While there is much to condemn about today’s public education, it should not force us into a dichotemy which leaves us with two bad choices. It is perfectly legitimate for the community as a whole to accept the responsibility for educating the next generation. The idea that only the parents are respobsible is quite silly.

Of course, keeping in mind the principal of subsidiarity, there is no reason for any federal government support/involvment.

As to vouchers for cahtolic schools: in a reasonable political environment, I would definitely support the idea. I like the idea of local/state funded education with complete parental choice over the means of the education. However, the old dictum, “with money, comes control” seems to inevitably come into play and it leaves me decidedly undecided on the issue.
We have yet to have universal shool vouchers without government restrictions. I favor universal, unrestricted school vouchers.

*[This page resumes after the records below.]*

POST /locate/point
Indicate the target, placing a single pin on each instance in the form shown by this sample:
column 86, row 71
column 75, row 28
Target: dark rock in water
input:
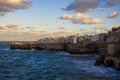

We need to get state governments out of the school administration business. Let governments do what governments do best, collect taxes.
 
Elizabeth502, as I stated, I think there is much to condemn about today’s public education. Another education thread, so I am sure I will be msinterpreted, let me be very clear. My points, as pertains to this thread are as follows:
  1. My point is simple, the idea that all funding for education should only come directly from the parents of the child is an extremely bad idea. Please do NOT read this as any type of endorsement for out current public education system.
  2. I agree wih CPA2, I like the idea of vouchers and let parents decide what to do.
  3. I am very skeptical about vouchers in our country because I think they would come with lots of strings attached.